Wedge Products of Dual Vectors
Grassmann algebra allows us to take wedge products of vectors, producing higher-grade algebraic entities such as bivectors and trivectors. Just as we can do this with base vectors, we can do the same thing on dual vectors, producing dual bivectors and dual trivectors.
A dual bivector is formed by wedging two dual vectors, like: $$ {\bf e_x^*} \wedge {\bf e_y^*} = {\bf e_{xy}^*} $$ and a dual trivector is the product of three: $$ {\bf e_x^*} \wedge {\bf e_y^*} \wedge {\bf e_z^*} = {\bf e_{xy}^*} \wedge {\bf e_z^*} = {\bf e_{xyz}^*} $$ This works exactly the same way that wedge products of ordinary vectors do; in particular, the same anticommutative law applies.
So what’s the geometric meaning of these dual $k$-vectors? Recall that a dual vector is defined as a linear form—a function from some vector space $V$ to scalars $\Bbb R$. Conveniently, the wedge products of dual vectors turn out to be isomorphic to the duals of wedge products of vectors. (Mathematically, we can say, for finite-dimensional $V$: $$ \textstyle \bigwedge^k \bigl( V^* \bigr) \cong \bigl(\bigwedge^k V \bigr)^* $$ where $\bigwedge^k$ is the operation to construct the set of $k$-vectors over a given base vector space.)
The upshot is that dual $k$-vectors can be understood as linear forms on $k$-vectors: a dual bivector is a linear function from bivectors to scalars, and a dual trivector is a linear function from trivectors to scalars. Let’s see how this works in more detail.
Dual Bivectors
In the previous article, we saw how a dual vector can be visualized as a field of parallel, uniformly spaced planes, representing the level sets of a linear form:
You can think of the discrete planes in this picture as representing intervals of one unit in the output of the linear form. Keep in mind, though, that there are actually a continuous infinity of these planes, filling space—one for every possible output value of the linear form. When you evaluate the linear form—i.e. pair a dual vector with a vector—the result represents how many planes the vector crosses, from its tail to its tip (in a continuous-measure sense of “how many”). This will depend on both the length and orientation of the vector: for example, a vector parallel to the planes will return zero, no matter its length.
A dual bivector can be thought of in a similar way—but instead of planes, we now picture a field of parallel lines, uniformly spaced over the plane perpendicular to them.

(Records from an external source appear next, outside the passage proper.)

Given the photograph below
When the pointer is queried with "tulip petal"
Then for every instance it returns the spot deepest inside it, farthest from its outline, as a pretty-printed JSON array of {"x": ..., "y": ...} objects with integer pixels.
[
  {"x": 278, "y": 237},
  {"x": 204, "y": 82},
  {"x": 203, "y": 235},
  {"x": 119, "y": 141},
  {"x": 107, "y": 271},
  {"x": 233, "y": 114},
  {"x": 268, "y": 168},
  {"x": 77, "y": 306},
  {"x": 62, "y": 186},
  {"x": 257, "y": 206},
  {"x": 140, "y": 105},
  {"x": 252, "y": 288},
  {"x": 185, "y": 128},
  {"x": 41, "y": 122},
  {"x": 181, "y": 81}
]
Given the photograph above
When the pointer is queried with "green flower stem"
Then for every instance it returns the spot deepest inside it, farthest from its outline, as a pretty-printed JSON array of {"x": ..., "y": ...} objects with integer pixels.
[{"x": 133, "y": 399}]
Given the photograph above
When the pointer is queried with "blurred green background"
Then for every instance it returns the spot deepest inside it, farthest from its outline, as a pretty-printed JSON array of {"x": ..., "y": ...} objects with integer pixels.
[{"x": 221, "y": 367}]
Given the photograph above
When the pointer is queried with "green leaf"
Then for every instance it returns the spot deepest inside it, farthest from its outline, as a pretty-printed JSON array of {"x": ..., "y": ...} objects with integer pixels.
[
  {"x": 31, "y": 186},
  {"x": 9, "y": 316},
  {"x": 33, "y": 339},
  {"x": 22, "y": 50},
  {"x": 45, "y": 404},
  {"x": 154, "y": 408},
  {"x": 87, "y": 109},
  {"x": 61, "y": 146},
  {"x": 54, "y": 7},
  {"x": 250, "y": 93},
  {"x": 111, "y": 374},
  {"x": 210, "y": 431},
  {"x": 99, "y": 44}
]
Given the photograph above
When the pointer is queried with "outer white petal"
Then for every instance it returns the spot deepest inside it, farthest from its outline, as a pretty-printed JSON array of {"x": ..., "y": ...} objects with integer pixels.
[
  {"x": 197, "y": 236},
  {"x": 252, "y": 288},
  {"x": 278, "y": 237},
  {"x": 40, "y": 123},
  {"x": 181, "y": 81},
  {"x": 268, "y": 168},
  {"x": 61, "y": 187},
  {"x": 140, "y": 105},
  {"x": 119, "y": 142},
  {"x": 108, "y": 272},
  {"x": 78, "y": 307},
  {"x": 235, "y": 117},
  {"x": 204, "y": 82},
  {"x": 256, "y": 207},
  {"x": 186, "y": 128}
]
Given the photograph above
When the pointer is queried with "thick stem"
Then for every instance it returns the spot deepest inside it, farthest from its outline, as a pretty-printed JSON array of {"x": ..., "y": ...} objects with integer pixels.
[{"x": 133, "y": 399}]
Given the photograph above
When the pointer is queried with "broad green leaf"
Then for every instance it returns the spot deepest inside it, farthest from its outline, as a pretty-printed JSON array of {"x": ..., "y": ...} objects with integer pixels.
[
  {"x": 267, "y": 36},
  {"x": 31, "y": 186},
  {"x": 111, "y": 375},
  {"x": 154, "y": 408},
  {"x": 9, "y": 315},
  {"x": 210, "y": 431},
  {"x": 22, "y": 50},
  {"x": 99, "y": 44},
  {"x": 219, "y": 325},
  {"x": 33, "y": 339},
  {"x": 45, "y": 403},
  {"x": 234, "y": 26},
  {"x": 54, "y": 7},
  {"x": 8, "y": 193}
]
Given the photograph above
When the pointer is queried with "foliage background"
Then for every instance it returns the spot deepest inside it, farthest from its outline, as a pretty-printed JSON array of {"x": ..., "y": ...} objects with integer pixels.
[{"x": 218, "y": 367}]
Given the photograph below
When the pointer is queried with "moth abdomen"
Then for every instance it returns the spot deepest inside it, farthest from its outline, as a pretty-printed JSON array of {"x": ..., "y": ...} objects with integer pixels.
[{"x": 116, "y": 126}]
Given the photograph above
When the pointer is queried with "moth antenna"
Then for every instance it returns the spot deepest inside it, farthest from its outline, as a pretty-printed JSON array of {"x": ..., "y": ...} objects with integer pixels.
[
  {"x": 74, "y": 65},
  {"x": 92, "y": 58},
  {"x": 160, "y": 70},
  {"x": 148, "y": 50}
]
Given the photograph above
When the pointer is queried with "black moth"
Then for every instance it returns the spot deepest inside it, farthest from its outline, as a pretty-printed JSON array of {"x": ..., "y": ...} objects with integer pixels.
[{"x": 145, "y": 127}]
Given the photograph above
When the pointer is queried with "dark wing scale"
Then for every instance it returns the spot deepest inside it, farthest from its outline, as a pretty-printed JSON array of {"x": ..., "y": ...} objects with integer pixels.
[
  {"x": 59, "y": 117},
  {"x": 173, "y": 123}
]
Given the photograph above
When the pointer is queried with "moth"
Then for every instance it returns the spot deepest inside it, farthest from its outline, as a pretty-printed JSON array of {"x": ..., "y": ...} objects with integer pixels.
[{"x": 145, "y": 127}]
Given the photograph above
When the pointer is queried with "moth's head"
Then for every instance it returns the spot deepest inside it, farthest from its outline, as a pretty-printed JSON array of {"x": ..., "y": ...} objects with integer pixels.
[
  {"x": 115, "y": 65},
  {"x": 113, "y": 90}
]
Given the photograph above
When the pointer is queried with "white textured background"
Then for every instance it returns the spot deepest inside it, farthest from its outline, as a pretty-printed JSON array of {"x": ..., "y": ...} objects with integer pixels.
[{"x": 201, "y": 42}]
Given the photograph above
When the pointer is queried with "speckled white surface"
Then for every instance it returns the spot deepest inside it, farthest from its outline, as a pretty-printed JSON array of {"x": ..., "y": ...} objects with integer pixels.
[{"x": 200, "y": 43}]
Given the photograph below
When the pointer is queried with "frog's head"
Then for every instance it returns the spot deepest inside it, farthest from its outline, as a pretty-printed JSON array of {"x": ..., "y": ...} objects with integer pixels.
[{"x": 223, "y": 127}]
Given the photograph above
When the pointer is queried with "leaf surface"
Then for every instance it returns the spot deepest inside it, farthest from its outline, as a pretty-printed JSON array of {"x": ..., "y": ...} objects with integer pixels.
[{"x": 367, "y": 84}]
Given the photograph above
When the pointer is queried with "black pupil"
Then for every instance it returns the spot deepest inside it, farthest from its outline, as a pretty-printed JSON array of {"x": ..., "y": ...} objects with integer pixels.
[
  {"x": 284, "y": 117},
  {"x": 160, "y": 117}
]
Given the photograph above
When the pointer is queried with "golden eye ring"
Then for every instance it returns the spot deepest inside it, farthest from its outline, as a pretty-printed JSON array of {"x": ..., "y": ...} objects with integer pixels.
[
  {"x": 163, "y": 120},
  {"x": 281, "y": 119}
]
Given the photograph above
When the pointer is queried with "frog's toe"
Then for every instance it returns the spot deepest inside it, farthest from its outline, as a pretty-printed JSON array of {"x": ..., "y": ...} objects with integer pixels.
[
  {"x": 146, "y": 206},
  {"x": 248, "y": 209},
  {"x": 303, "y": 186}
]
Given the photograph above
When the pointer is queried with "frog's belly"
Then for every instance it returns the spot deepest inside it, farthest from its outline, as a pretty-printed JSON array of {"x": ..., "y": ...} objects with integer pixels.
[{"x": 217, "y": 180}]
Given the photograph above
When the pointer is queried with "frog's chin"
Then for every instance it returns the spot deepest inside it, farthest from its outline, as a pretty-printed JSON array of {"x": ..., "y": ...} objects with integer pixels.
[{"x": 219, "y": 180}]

As suggested by this diagram, when you wedge two dual vectors, the resulting dual bivector consists of all the lines of intersection of the two dual vectors’ respective planes.
What happens when we pair this dual bivector with a base bivector? As before, the result is a scalar—this time representing how many lines the bivector crosses! If you visualize the bivector as a parallelogram, or circle or any other shape, it will have a certain area. It will therefore intersect some quantity of the continuous mass of lines. This quantity won’t depend on the shape of the bivector—remember, bivectors don’t actually have any defined shape—only on its area (magnitude) and orientation. A bivector whose plane runs parallel to the lines will return zero, no matter its area.
Because dual vectors have units of inverse length, and a dual bivector is a product of dual vectors, a dual bivector has units of inverse area. It represents an oriented areal density, such as a probability density over a surface! When you pair the dual bivector with a bivector, the result tells you how much probability (or whatever else) is covered by that bivector’s area. And as implied by their units, dual bivectors scale as $1/a^2$. (If you scale an object up by a factor of $a$, the probablity density on its surface goes down by a factor of $a^2$, because the same total probability is now spread over an $a^2$-larger area.)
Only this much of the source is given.